The Department of Energy’s May order directing Consumers Energy to delay retiring a 1,560-MW, coal-fired power plant in Michigan was illegal and based on a nonexistent emergency, Earthjustice and other groups said in a rehearing request filed on Wednesday at DOE.
“The order represents an effort to replace the market- and state-led planning process provided by statute with an ill-advised and misinformed exercise in federal command-and-control,” the public interest groups said in their request that DOE rescind its decision.
If DOE does not respond to the request within a required 30 days, the groups plan to challenge the 90-day emergency order in court, they said.

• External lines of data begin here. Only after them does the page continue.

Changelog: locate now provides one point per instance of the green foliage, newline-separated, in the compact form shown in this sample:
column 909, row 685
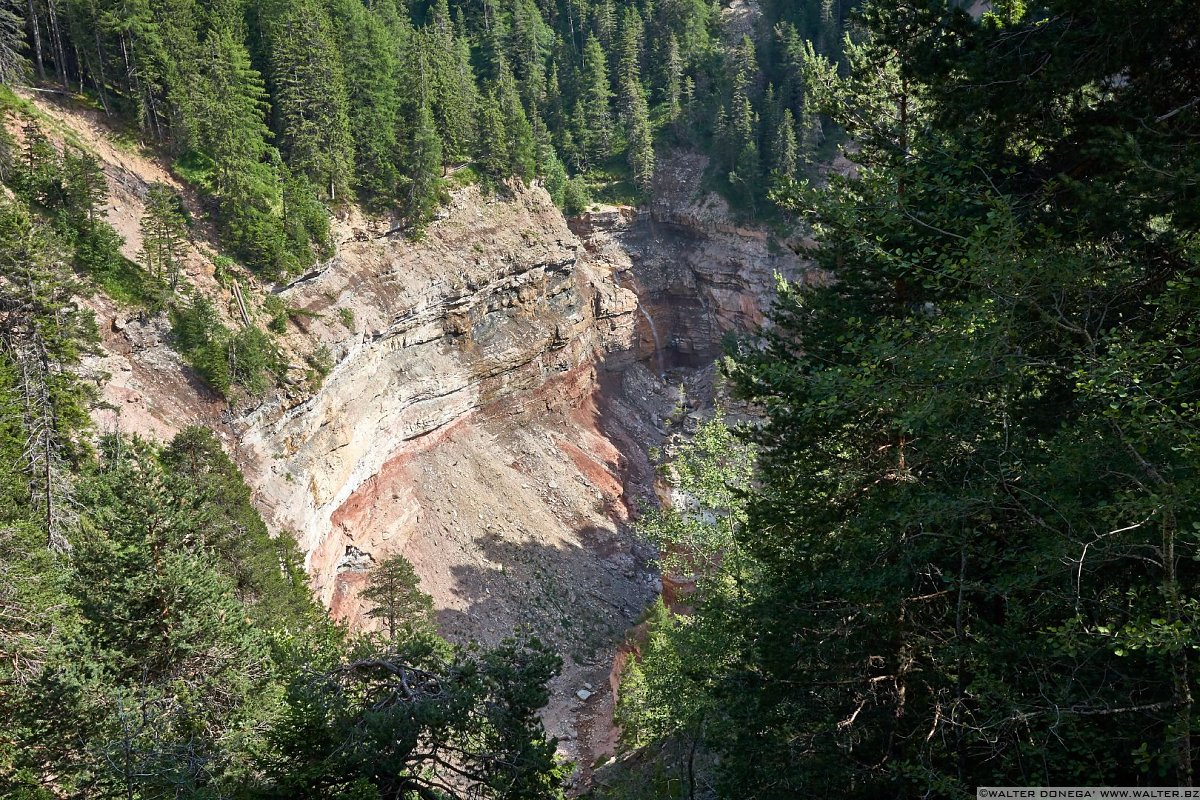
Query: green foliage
column 414, row 719
column 163, row 234
column 394, row 590
column 975, row 499
column 575, row 197
column 249, row 359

The Federal Power Act’s section 202(c) gives the DOE secretary the authority to temporarily order power plants to operate during wars and emergencies. In a May 23 order, DOE Secretary Chris Wright said parts of the Midwest faced an “energy emergency” and that Consumers’ J.H. Campbell power plant in West Olive, Michigan, should run until Aug. 21, past its planned May 31 shutdown.
DOE cited two reports in finding that an emergency exists in MISO: NERC’s 2025 Summer Reliability Assessment issued on May 14 and the grid operator’s capacity auction results released in late April.
Those reports fail to show Michigan faces an emergency that requires the Campbell power plant to keep running, according to the public interest groups. MISO and the Michigan Public Service Commission have said the state and broader Midcontinent system have adequate power supplies this summer, the groups said. Also, MISO and the PSC approved retiring the Campbell power plant, and Consumers acquired replacement power supplies, they noted.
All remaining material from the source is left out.